️️ ️️ ️️ ️️ ️️ ️️ Dikala hari mulai berganti, tenang malam lalu tak sanggup tawarkan gundah hati sang jelita yang kan berlangsung lebih lama kali ini, bahkan usai ia bertukar kabar jenaka dengan Setta, pria baik hati yang menangis pilu sampai pukul dua pagi dipeluknya kemarin.
Sebab sore ini, ia harus benar-benar bekerja sebagaimana mestinya, menjadi sang bunga ranjang yang hanya akan diperah sarinya tanpa ingin merawat lebih lama.
️️Seraya menatap penuh kasih pada buah hatinya yang kini makan dengan lahapnya sore ini, sang jelita mulai menerka-nerka,
Apakah semakin lama cara pandangnya akan berubah padanya?
Apakah rasa sayangnya akan berkurang?
Apakah semakin lama waktu berlalu, kerja kerasnya malah buat sangwira enggan bersamanya lagi?
“Mama katanya bentar lagi kerja? Kok gak dimakan makanannya?”
Lamunan panjang sang jelita langsung sirna begitu saja, saat sangwira menegurnya yang belum menyentuh makanannya sama sekali.
“Mama seneng, liat El makan lahap”
“Ya mama juga makan lah, mama harus makan, biar ada tenaga dan biar gak loyo pas kerja”
Sang jelita sontak tersenyum semakin lebar dengar sangwira mengingatkannya, seolah-olah dialah orang dewasanya disini.
“Iya, ini mama makan”
Percakapan kecil itu mampu buat sang jelita mengalihkan pikiran buruknya, dengan segera ia ikut serta menikmati makanannya kali ini,
Lagipula uang yang ia pergunakan untuk membeli makan dari sarapan dan makan siang juga sere hari ini berasal dari Setta, bukan uang yang ia peroleh dari menyerahkan tubuhnya pada orang asing,
Ya … meskipun tidak tahu hari untuk esoknya bagaimana.
️️ ️️ ️️ ️️ ️️ ️️ Gemerlapnya dunia malam di berbagai belahan dunia hampir setiap malamnya terasa begitu menggoda bagi para insan - sang penikmat hiruk pikuk dunia malam.

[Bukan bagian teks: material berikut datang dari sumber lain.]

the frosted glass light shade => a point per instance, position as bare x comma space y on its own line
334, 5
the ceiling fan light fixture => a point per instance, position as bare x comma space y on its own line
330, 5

Terkecuali di hari-hari tertentu yang begitu dihormati oleh umat beragama yang jelas berbeda-beda adanya.
Seperti tiada habisnya rasanya, waktu yang perlu dihabiskan jika hanya untuk bersenang-senang saja saat malam menyapa.
Setengah dari waktu dua puluh empat jam di waktu malam yang kan berlalu sudah semestinya kan terasa sangat singkat, tatkala harus dilewati di tempat-tempat yang mempesona dan memanjakan netra.
Terutama di salah satu pulau yang di gadang-gadang sebagai bagian dari negeri Atlantis yang hilang ini. Pulau Dewata.
Julukan yang disematkan itu tampaknya memang sangat pas bagi pulau Dewata yang memiliki jutaan pesona elok di setiap sudut luas wilayahnya membentang.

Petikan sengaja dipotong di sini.